Hello and welcome to week 6 of our development blog!
Hardware update
Exciting update on hardware: all the parts arrived! We were able to put together the truss system in just about 4 hours. Additional 2 hours was spent on attaching the hinges on to the pillars and mounting the 50″ TVs.
We decided to adopt larger displays and put them in landscape, in order to minimize the gap between the displays to prevent breaking the immersion of the CAVE system.
We also decided to have all the passengers face the front, in order to create a shared perspective. Conflicting perspectives may break immersion in our CAVE system, as we are limited by the fact that the displays are flat, as opposed to a real window which as a 3D space beyond it.
Experience Design
Amelia, our designer worked on creating a story board for our experience. We were heavily inspired by Disney ride, Space Mountain. The idea is that the guests enter the car, and they are driven through a tunnel. This fulfills two purposes.
- Build anticipation for the coming experience
- Provide a sense of being driven in a real vehicle
When our rhythm game experience starts, the guests are ejected out of the tunnel and into a vast open virtual space; in this case, outer space. We want to create a set ‘track’ on which the vehicle will move to simulate the vehicle movement effecting the gameplay. The reason behind a large open virtual space is to give ourselves flexibility and greater margin when matching perspectives.
Alex, our designer, also created 3D objects that represent the ‘beats’ the passengers will have to destroy as the vehicle moves through the environment. These objects will spawn and approach the vehicle, and much like a traditional rhythm game, must be destroyed to the beat.
Gameplay & Sound
We made progress on the actual gameplay front, and established a pipeline for implementing MIDI files into Unity. We are using a free Unity plugin: https://assetstore.unity.com/packages/tools/audio/drywetmidi-222171#description
Currently we have a text-only demo of the rhythm game. The music plays in the background, and hitting the spacebar on the beat gives feedback through the console.
We’ve created a documentation on this pipeline as seen in the following section:
Exporting midi for Unity
Using this plug-in: https://assetstore.unity.com/packages/tools/audio/drywetmidi-222171#description
You want at least 3 tracks to create a rhythm game.
- Melody // This is what players will hear as music
- Hit tracker // This is where Unity looks for the button being pressed by player
- Object spawner // This is what Unity uses to spawn objects for the game
The second and third track should be on a separate track from the melody. The melody must always stay in its own track. The hit tracker and object spawner, in their respective tracks, must have the volume turned down by setting the fader to negative infinity. You do not want to mute the tracks, as that will not export the midi input for Unity to read.
The hit tracker is identical to the melody, except all notes are of identical length (of around 0.2 seconds), and they are played about 0.1 second ahead of the melody. This is to give the players some margin of error and also to account for lag on the Unity front.

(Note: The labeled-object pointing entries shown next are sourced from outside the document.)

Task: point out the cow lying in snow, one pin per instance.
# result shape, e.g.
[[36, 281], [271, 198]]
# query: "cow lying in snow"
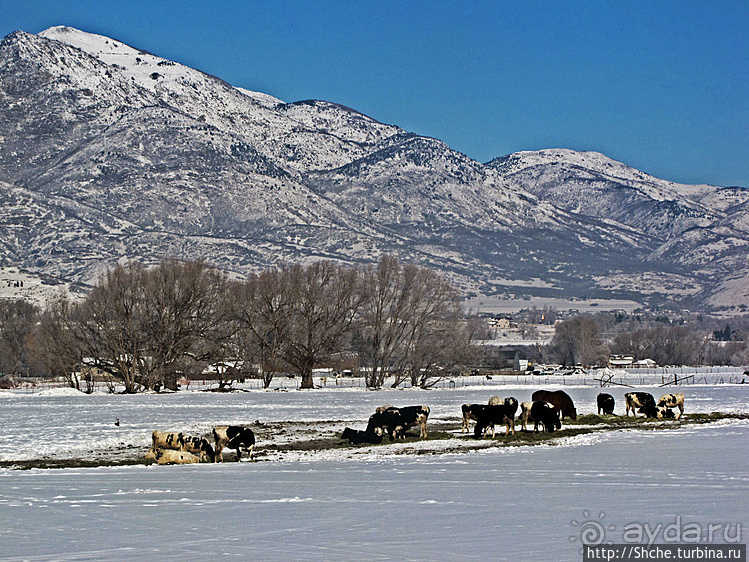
[[560, 400], [172, 456], [473, 411], [357, 436], [642, 402], [234, 437], [541, 412], [605, 404], [395, 421], [170, 440], [668, 401]]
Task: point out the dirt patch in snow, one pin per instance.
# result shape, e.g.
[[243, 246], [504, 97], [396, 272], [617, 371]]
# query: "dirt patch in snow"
[[320, 440]]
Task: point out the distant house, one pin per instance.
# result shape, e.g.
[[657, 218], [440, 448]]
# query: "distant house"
[[519, 364], [645, 364], [620, 361], [501, 323]]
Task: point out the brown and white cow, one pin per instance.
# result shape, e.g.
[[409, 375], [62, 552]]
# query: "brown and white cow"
[[172, 440], [173, 456], [539, 411], [234, 437], [605, 404], [668, 401], [642, 402]]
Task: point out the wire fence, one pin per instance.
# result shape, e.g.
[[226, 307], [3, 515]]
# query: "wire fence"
[[663, 376]]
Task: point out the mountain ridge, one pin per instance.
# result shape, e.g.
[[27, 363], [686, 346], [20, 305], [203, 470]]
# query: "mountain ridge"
[[110, 152]]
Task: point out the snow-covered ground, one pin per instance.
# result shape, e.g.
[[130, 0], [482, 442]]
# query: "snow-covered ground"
[[510, 503]]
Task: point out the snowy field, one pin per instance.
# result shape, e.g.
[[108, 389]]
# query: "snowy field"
[[374, 503]]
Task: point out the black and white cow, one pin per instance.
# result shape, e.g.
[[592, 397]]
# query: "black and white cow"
[[606, 404], [642, 402], [395, 421], [541, 412], [198, 446], [492, 414], [668, 401], [234, 437]]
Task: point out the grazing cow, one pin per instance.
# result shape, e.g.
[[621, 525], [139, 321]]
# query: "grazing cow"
[[560, 400], [357, 436], [668, 401], [642, 402], [544, 413], [547, 417], [388, 421], [181, 442], [605, 404], [496, 414], [470, 412], [398, 420], [174, 456], [234, 437]]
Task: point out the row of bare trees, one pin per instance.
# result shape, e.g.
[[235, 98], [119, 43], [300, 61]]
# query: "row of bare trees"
[[148, 326]]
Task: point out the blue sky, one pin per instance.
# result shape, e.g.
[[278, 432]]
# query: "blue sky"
[[659, 85]]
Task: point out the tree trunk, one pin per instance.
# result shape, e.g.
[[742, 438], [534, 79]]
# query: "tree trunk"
[[307, 380]]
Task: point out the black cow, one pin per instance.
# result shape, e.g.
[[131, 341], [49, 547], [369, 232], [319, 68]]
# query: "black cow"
[[357, 436], [642, 402], [497, 414], [544, 413], [668, 401], [234, 437], [470, 412], [605, 404], [560, 400]]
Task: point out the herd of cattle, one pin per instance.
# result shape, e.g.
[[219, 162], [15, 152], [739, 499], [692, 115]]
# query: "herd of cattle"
[[546, 409]]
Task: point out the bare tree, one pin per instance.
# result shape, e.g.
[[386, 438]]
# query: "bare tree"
[[17, 318], [385, 314], [324, 302], [55, 348], [577, 342], [436, 333], [109, 325], [262, 312], [410, 324]]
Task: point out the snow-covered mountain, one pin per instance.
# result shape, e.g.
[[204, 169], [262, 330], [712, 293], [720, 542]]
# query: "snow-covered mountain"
[[108, 152]]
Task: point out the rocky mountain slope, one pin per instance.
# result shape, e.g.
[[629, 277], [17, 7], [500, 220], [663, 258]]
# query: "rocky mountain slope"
[[108, 152]]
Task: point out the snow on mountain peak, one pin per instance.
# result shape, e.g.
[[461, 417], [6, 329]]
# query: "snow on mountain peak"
[[142, 67]]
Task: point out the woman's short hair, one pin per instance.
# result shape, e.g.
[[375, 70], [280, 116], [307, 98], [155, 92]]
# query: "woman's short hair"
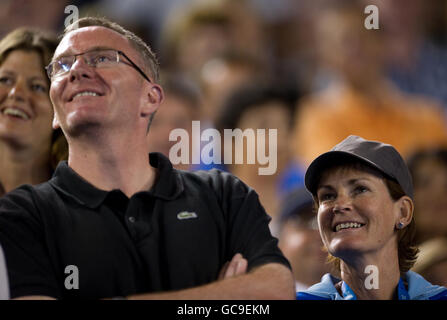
[[44, 43]]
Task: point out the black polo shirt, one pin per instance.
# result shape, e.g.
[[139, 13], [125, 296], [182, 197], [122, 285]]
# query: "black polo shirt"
[[175, 236]]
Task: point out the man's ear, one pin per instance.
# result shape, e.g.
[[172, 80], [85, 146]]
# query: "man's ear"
[[153, 99], [405, 208]]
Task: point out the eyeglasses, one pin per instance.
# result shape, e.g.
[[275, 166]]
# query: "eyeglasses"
[[101, 58]]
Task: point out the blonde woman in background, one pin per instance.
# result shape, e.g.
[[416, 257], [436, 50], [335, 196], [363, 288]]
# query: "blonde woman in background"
[[29, 148]]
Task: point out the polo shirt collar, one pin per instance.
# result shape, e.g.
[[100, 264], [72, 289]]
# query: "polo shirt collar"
[[168, 184]]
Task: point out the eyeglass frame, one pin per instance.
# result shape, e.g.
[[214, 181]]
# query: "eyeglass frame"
[[118, 52]]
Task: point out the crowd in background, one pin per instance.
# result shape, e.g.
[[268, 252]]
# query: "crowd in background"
[[309, 69]]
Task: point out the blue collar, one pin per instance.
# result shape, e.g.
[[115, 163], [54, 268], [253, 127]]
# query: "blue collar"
[[348, 293]]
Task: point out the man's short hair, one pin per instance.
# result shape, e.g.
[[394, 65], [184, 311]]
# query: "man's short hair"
[[151, 64]]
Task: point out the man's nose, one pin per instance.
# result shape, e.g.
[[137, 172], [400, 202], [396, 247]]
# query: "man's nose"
[[80, 69]]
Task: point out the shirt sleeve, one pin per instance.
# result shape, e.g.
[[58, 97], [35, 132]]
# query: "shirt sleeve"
[[248, 229], [23, 241]]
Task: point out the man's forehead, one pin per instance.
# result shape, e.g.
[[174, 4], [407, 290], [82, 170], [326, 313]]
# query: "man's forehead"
[[85, 38]]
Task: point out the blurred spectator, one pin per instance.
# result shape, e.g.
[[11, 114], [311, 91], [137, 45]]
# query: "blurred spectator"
[[180, 107], [432, 261], [197, 33], [299, 239], [20, 13], [264, 107], [224, 74], [415, 61], [429, 171], [360, 101], [29, 148]]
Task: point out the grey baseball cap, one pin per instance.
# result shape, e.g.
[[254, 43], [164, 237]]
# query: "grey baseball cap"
[[381, 156]]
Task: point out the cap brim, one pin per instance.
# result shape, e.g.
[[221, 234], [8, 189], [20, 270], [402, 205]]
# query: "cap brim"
[[313, 172]]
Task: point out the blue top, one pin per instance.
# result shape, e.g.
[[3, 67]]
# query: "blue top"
[[418, 289]]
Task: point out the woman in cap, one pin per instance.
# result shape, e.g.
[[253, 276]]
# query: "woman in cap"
[[29, 148], [363, 195]]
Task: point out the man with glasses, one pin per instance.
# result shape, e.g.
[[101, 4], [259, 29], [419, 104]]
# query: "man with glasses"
[[109, 224]]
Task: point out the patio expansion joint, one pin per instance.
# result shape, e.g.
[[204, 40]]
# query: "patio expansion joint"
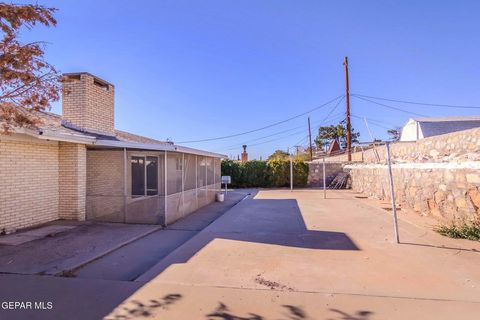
[[66, 272], [323, 292]]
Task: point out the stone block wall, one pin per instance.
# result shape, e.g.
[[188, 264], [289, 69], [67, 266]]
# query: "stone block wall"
[[315, 172], [449, 194], [437, 176]]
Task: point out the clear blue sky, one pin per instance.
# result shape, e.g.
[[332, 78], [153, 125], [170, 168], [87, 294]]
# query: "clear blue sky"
[[189, 70]]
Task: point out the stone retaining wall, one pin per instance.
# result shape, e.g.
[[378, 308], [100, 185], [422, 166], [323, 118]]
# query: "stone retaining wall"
[[438, 176], [315, 173], [449, 194]]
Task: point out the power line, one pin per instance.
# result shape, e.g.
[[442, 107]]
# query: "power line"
[[371, 121], [236, 145], [379, 121], [290, 135], [390, 107], [266, 127], [418, 103]]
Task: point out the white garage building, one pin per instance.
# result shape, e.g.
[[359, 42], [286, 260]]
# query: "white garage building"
[[419, 128]]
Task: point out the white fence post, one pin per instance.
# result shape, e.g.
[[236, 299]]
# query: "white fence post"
[[392, 193], [291, 173], [324, 180]]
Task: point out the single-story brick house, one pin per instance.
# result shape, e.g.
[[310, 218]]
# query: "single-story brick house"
[[78, 166]]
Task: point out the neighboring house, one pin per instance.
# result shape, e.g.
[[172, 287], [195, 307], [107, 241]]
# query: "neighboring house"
[[78, 166], [420, 128]]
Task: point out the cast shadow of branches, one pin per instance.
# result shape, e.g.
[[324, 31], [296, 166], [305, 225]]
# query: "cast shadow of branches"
[[134, 309]]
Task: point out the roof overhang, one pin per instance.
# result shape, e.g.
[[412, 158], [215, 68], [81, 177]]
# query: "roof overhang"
[[134, 145], [112, 144], [200, 152]]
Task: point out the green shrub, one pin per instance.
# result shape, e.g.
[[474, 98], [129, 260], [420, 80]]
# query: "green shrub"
[[263, 174]]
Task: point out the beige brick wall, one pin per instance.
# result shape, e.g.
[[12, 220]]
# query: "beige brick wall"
[[72, 180], [29, 191], [105, 200], [89, 103]]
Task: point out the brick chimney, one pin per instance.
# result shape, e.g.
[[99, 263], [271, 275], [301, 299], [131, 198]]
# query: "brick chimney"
[[244, 153], [88, 103]]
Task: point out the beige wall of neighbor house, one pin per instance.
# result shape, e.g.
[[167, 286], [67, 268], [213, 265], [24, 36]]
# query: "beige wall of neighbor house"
[[29, 182], [88, 103], [72, 163]]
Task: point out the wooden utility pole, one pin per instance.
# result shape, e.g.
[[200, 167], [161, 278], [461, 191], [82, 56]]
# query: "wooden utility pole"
[[347, 98], [310, 139]]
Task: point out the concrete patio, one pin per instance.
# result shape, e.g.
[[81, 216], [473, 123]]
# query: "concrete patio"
[[275, 255]]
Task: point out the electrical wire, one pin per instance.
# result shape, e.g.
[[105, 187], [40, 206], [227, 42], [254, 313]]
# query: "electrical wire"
[[371, 121], [235, 146], [417, 103], [390, 107], [265, 127]]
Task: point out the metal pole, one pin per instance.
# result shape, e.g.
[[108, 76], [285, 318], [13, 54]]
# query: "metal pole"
[[310, 140], [291, 173], [373, 141], [324, 180], [347, 99], [125, 159], [165, 167], [392, 193]]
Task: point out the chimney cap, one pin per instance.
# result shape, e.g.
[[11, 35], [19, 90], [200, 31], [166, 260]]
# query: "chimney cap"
[[69, 74]]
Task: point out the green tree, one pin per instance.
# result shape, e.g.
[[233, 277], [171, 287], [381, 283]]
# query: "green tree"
[[395, 133], [338, 132], [278, 155]]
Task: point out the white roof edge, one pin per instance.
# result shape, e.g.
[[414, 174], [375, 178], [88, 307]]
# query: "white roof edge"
[[54, 136], [200, 152], [448, 118], [134, 145]]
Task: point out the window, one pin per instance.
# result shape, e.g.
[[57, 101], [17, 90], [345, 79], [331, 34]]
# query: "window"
[[144, 176]]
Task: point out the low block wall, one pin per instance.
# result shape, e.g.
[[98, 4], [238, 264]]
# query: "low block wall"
[[438, 176], [449, 193], [315, 173]]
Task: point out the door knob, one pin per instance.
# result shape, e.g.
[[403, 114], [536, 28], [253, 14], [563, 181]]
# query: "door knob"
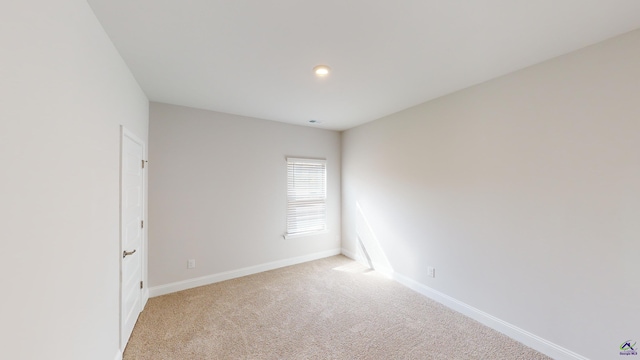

The object spawner is identical to the melody as well, but like the hit tracker, it can be identical in length. The notes must be played in advance of the melody, depending on how long you want the object to remain visible before the player must hit the notes.
It’s also important to keep the hit tracker notes and object spawner notes in a specific pitch that does not move, and that does not interfere with the melody. Using these pitch variables, we then tell Unity for example, F1 pitch is the hit tracker, and F0 pitch is the object spawner.
Looking Ahead
Our halves presentation is set for Monday, and we will be preparing for the presentation. Following that, we plan to have our first playable demo to playtest throughout the week. Given we already have a rudimentary working demo albeit without any visualization, we are confident in meeting this milestone.
This will include the virtual outer space environment, 3D assets of the rhythm blocks, destruction animation upon hitting them, and all of this mixed in with the beat of the music. The pipeline should allow for fairly easy implementation of the 3D assets, as it includes the spawning and hit detection.
As for actual sound design, we have discovered numerous free MIDI file archive, where we can download and mix the MIDI file to adjust the difficulty level as we see fit. Hopefully this will cut down on precious time, resources, and budget.